Os números da economia de 2022 são melhores do que se esperava, mas os portugueses estão a sentir os efeitos da inflação e estão na rua, estão em protesto, estão descontentes e revelam sinais de inquietação.
Os números foram melhores do que se esperava. Vínhamos de muito baixo do ano anterior em termos de crescimento. Termos crescido largamente, porque as exportações cresceram e o turismo cresceu mais depressa e mais do que se esperava, dá-nos um número de crescimento que já não é repetível em 2023. Em segundo lugar, controlou-se o défice. Agora é evidente que um tempo de guerra, um tempo de inflação, isso significa naturalmente o sacrifício de mais pobres, dos mais carenciados, mas também o aumento dos juros, o que apanha a classe média, média-média e média-baixa. É evidente que a realidade económica e social depende muito de como correr a guerra e como correr a evolução da inflação e da economia.

Depende mais da guerra do que do Governo?
Obviamente, dos governos depende da forma como lidam com a realidade.

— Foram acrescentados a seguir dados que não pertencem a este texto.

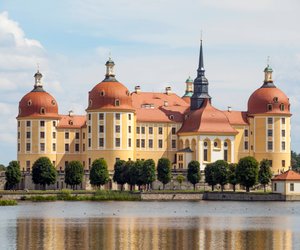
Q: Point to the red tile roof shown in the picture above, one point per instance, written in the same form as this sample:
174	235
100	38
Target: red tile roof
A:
237	117
207	120
73	121
289	175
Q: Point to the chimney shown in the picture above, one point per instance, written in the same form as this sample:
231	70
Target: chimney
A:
168	90
137	89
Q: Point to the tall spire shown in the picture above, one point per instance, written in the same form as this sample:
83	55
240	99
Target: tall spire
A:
200	84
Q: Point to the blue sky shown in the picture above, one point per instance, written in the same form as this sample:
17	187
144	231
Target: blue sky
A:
153	43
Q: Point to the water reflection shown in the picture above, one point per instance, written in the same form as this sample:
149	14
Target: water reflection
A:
144	233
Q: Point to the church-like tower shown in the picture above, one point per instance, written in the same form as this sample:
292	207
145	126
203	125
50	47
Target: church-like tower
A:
200	85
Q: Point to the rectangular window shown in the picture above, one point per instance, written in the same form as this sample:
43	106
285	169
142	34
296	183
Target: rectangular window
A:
205	155
150	130
270	145
270	132
67	147
160	145
101	142
270	120
173	131
150	143
101	129
118	142
160	130
173	143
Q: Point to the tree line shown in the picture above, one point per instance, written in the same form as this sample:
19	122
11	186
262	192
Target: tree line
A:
142	173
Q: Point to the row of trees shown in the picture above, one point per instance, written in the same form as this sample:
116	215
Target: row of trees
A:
142	173
248	172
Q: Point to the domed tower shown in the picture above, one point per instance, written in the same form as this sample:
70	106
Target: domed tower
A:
37	120
269	117
110	121
189	90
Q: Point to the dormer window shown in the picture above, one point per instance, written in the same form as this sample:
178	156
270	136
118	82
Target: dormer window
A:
270	107
42	111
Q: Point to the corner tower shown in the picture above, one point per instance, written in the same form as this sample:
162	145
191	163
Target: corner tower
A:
200	85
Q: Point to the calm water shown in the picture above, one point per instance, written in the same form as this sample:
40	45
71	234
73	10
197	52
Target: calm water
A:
151	225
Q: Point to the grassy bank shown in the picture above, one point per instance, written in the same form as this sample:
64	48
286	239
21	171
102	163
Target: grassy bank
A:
8	203
100	195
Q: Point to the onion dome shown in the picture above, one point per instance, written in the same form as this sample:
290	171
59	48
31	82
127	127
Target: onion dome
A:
268	99
38	103
207	120
110	94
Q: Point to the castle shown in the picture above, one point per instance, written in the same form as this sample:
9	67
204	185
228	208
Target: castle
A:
120	124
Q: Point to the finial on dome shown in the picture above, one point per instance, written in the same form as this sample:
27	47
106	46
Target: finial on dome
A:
38	76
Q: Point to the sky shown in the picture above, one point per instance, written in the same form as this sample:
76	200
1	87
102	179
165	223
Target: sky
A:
154	44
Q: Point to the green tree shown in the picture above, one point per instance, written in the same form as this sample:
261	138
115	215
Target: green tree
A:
120	172
74	174
132	174
210	175
264	173
180	178
43	172
164	171
148	172
193	174
99	174
12	174
232	179
247	172
221	168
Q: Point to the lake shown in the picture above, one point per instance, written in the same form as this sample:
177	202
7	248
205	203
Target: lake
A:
151	225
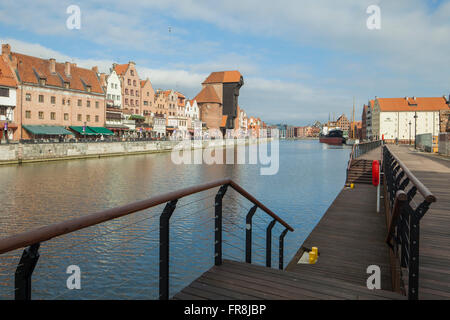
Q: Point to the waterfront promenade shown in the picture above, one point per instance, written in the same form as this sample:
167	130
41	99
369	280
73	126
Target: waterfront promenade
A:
434	259
351	236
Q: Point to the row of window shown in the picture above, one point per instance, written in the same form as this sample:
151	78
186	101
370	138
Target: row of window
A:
64	101
132	92
66	116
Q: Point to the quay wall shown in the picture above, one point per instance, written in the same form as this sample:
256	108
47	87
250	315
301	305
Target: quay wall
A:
22	153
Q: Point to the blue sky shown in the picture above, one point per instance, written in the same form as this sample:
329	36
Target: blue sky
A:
301	60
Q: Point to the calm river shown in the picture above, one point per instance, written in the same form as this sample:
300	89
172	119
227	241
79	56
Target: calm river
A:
119	259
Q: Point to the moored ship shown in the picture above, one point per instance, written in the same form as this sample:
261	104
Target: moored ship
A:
334	137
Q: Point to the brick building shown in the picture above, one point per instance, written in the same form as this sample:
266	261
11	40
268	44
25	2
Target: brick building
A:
54	95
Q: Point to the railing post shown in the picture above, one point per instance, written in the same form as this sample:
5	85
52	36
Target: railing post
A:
218	225
248	234
269	243
281	249
413	265
164	220
24	271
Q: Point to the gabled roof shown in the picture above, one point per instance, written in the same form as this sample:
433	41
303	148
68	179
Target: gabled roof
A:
224	121
208	94
30	69
411	104
224	77
121	68
6	75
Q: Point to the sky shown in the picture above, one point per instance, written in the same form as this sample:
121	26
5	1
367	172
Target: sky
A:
302	60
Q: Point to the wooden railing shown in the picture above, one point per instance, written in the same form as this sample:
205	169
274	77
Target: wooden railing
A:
403	213
32	240
358	149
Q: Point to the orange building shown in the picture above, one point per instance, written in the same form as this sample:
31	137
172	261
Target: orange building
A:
54	94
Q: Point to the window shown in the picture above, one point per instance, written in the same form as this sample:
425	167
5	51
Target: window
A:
4	92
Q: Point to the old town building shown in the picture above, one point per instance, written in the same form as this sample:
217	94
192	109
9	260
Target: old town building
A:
52	96
8	86
147	97
131	86
402	118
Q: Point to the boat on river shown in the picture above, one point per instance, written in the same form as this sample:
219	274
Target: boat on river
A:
334	137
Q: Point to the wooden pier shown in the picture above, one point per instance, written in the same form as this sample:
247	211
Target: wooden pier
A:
351	236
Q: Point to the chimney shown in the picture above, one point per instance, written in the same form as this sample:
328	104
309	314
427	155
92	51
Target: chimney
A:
6	49
52	65
67	68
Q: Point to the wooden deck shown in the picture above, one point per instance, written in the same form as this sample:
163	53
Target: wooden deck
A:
434	256
350	237
237	280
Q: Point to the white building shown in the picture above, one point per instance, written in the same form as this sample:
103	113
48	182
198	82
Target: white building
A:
394	118
191	110
7	101
113	90
159	126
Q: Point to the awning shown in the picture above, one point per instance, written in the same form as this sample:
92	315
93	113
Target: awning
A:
101	130
47	130
87	132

Mas nós somos uma economia aberta, dependemos muito da Europa. Se a Alemanha e a UE, por exemplo, não arrancar tão depressa como se esperava, não é Portugal que vai arrancar sozinho. Não temos essa ilusão e, portanto, há uma responsabilidade sempre dos governantes, que terão de encontrar as soluções para compensar, nessa gestão do dia-a-dia, o que não está a correr bem. Só que aqui o primeiro-ministro e eu temos leituras um bocadinho diferentes da realidade. O primeiro-ministro olha para o lado cheio do copo, eu olho para o lado vazio do copo.

Fala-se da necessidade de o Governo desenhar um novo pacote de ajudas. Acha que repetir um pagamento único faz sentido? Ou acha que este novo desenho de políticas sociais requer outro tipo de conceitos, mexendo, por exemplo, em políticas fiscais?
Em primeiro lugar, em relação à inflação há uma componente que é mais facilmente explicável, que é o efeito directo do aumento do custo da energia. Depois há uma outra parte em que se fica com a sensação de que há um aproveitamento da conjuntura...

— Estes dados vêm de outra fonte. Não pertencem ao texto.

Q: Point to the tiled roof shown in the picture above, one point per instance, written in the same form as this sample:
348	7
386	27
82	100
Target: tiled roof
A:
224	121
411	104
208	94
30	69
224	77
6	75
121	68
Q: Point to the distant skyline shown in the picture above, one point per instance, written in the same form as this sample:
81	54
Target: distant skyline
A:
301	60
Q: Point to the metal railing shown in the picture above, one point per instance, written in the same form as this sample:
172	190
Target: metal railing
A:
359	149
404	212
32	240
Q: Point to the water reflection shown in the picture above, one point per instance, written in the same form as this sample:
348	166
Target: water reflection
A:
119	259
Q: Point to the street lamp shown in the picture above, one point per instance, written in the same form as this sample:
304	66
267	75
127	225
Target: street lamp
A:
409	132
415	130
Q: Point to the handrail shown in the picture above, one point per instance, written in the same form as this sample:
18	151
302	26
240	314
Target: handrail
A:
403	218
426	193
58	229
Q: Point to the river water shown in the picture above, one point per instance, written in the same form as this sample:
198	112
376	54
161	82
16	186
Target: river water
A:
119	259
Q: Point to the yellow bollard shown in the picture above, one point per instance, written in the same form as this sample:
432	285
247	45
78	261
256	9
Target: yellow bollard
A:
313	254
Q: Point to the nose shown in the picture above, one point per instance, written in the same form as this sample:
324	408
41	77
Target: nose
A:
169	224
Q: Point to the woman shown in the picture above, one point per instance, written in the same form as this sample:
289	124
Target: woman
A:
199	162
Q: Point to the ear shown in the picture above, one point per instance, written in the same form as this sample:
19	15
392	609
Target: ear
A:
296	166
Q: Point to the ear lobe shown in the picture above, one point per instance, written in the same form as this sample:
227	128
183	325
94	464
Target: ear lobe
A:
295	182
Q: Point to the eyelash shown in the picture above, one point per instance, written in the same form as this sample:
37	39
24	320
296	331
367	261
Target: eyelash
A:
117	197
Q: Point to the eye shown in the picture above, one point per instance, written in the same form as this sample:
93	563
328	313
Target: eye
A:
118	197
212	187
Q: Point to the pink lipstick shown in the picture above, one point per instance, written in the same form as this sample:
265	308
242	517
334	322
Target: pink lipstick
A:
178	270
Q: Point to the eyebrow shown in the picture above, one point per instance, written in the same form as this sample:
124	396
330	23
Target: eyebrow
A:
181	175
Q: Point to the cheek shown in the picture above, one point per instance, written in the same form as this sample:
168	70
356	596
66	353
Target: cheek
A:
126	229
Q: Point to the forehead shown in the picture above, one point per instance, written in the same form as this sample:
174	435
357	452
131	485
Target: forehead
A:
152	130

Refere-se aos bens alimentares?
... por quem diz que isto é uma oportunidade única, uma oportunidade não repetível, não sabe quanto tempo dura, então deixa fazer incidir no custo dos produtos aquilo que é um processo aparentemente global. Começou, e bem, um processo mais sistemático de fiscalização. E é bom que se apure aquilo que é essa segunda componente da inflação difícil de explicar.

Foto
Daniel Rocha

Há uma parte da inflação que já vinha de trás, deu um galope com a guerra. Mas há uma parte em que se tem a sensação que ultrapassa o que seria legitimamente o efeito directo ou indirecto da guerra. Agora, como encarar isso? Depende muito da evolução da economia e da evolução social.

Eu acho que os próximos meses vão ser muito sintomáticos sobre isso. Quer dizer: será que, como se esperava até há muito pouco tempo, que é a perspectiva do copo meio cheio, a inflação vai diminuindo? Acabará por chegar a meados do ano e, sobretudo no Outono, a valores que não são os de antigamente, mas é metade do que aquilo que atingiu? Será que há um sinal de que o crescimento vai além do que se pensava e que pode caminhar até perto de um ponto ou 2%? Sim ou não? Disto vai depender o tipo de intervenção em termos de ajudas sociais.

Um governo de direita faria uma coisa diferente, pensando que era com mais recurso aos privados — não é que não seja possível reintroduzir PPP onde seja fundamental. Teria outra política, mas também está por provar que essa política resolvesse o problema de uma população envelhecida e pobre e que tivesse meios para isso. Quando foi da pandemia, era preciso recorrer ao privado e o privado foi impecável. Demorou-se tempo de mais no público a recorrer ao privado. Mas o privado não tinha as camas que se pensava. Portanto, o problema também é esse. Logo, todos somados somos poucos. Temos de somar esforços, mas a coluna vertebral é o SNS. E o SNS, ao ser repensado, tem que ser repensado rapidamente.